Significance of sonority information for voiced/unvoiced decision in speech synthesis

Abstract The quality of synthesized speech obtained from statistical parametric speech synthesis (SPSS) significantly relies on excitation source generation. Voiced/unvoiced decision is an essential component for generation of excitation source. It is obtained from fundamental frequency and other excitation source evidence in the existing literature. The discontinuity at the point of contact in the vocal-folds excites energy into the vocal-tract resulting voicing effect in the produced speech signal. The perceptual reflection of voicing over the sound produced is correlated with the sonority information which is related to less vocal-tract constriction and significant glottal vibration.
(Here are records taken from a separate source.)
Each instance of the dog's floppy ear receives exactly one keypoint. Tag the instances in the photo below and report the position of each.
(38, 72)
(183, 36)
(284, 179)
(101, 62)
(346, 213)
Therefore, the possible variation in voicing with the change in supraglottal pressure due to vocal-tract constriction, rate of closing of vocal folds and regularity in structure of the signal are intact in the sonority associated with a sound unit. Voicing and degree of opening of vocal-tract are the two most effective correlates of sonority, that potentially contribute to the sonority hierarchy for sonorants and obstruents uniformly. Therefore, the voicing effect can be captured by the sonority measurement derived from system, source and suprasegmental information in the speech signal. In this work, a novel voiced/unvoiced decision method using sonority information is proposed and integrated in the SPSS framework for generation of excitation source. It leads to better voicing decision compared to the existing methods resulting in synthesized speech of improved quality, which is assured from objective and subjective analysis.